833:本当にあった怖い名無し:2007/03/29(木)14:14:41ID:mgI6Vee80
それから数日がたち、大学は冬季休業に入った。冬休みである。
でもおれは、これから4日間毎日、大学へ通わなければならなかった。

医学部の実習では、週に2回解剖の実習がある。しばらく大学を休んでいた時期があったから、休んだ分の実習を終わらせなければならなかったからだ。
解剖の実習は、決して面白いものではない。3,4時間解剖室にこもってひたすら検体。
つまりご遺体のスケッチを描くのだ。
ずっと立ちっぱなしで作業をし、先生のダメ出しをくらい、やりなおす・・・その日の分を終わらせた頃には、日が暮れていた。

実習をしに大学へ通って3日目の夜だった。いつものように遠回りして帰る。明日が実習最後だ。最終日に実習テストをやることになっている。
解剖学的な名称を答えさせる問題だ。おれは明日のテストにそなえ、途中で喫茶店へよって勉強することにした。

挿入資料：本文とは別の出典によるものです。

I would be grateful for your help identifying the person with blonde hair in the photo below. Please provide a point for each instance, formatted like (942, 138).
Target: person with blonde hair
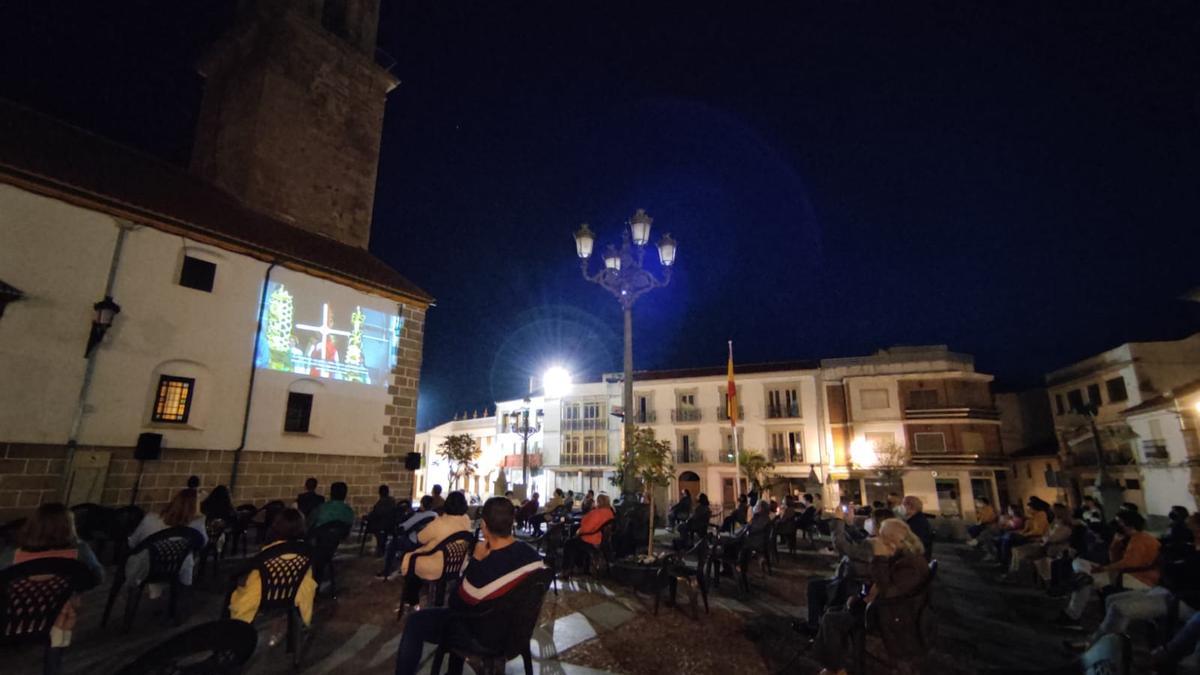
(183, 511)
(898, 569)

駅前の喫茶店に入り、窓際の席へ腰をおろす。イヤホンを取り出し、勉強に集中する・・・。
そうして、一時間たった頃だろうか。
834:本当にあった怖い名無し 2007/03/29(木)14:16:16ID:mgI6Vee80
・・・ドンッ
驚いて窓を見た。あいつだ。つんつるてん。あいつが外にいる。
窓越しに穴のあいた目でぼくをじっと見つめていた。
・・・と
ドンッ・・・ズルズルズル
窓に向かって、あいつは犬を投げつけてきた。

犬はミニチュアダックスフンドだろうか、とにかく小型犬だ。あいつは投げつけた犬の手づなをたぐり寄せ、犬を手元に運んだ。
とまた・・・
ドンッ・・・ズルズルズルドンッ・・・ズルズルズルドンッ・・・ズルズルズル
また投げつける。手づなをたぐり寄せ、また投げつける。その繰り返し。

こいつは一体、何がしたいんだ!?なぜおれだけ狙ってくる?
ドンッ・・・ズルズルズルドンッ・・・ズルズルズルドンッ・・・ズルズルズル
窓は、だんだんと犬の返り血で赤くなっていった。

あいつは人間だろうか?なにがしたいんだ?
しばらくして、警備員が駆けつけてきた。あいつはもういなくなっていた・・・。
835:本当にあった怖い名無し:2007/03/29(木)14:17:49ID:mgI6Vee80
家に帰り、今までのことを思い起こしてみた。なぜあいつはおれを狙うのだろう?
今日着ていた服は、白のダウンだった。黒のダウンじゃないのに、あいつは現れた。
色は関係ないのだろうか?だとすると、他に何があるというのか。あいつが現れたとき、おれがしていた共通のこと・・・共通の・・・

「あ・・・もしかして・・・解剖。」
思い当たった。あいつが現れた日、おれはいつも解剖の実習があった。
解剖室は、いつも検体のホルマリンの臭いが漂っている。3、4時間もそこにいると、体にホルマリンの臭いが染み付くのだ。
もしかして、あいつはその臭いに反応したんじゃないだろうか?
色ではなく、臭いに・・・。そう、まるで犬のように・・・。

黒を着ていたのは、解剖で汚れが目立たないから着ていただけのことだった。
次の日、おれは実習テストを終え、川沿いの道を通ってみることにした。その日はテストだけだったので、解剖室には入っていない。ホルマリンの臭いはしないはずだ。
注意しながらいつもの場所へ向かう。・・・

いた。あいつはそこに立っていた。いつものように犬を連れ、身動き一つしない。
横を通り過ぎた。振り返ってみる。あいつは同じ格好で立っていた。気付いた感じもない。
836:本当にあった怖い名無し:2007/03/29(木)14:19:42ID:mgI6Vee80
「そうか・・・やっぱり臭いだったんだ。」
あいつは何者なのか、よくわからないが、これではっきりした。ホルマリンの臭いに反応していたんだ。おれはなんだか可笑しくなった。
もう実習は無い。ホルマリンの臭いもない。

よって、あいつに追われることはないんだ。明日からは晴れて冬休みだ。休みを満喫できる。気分がよかった。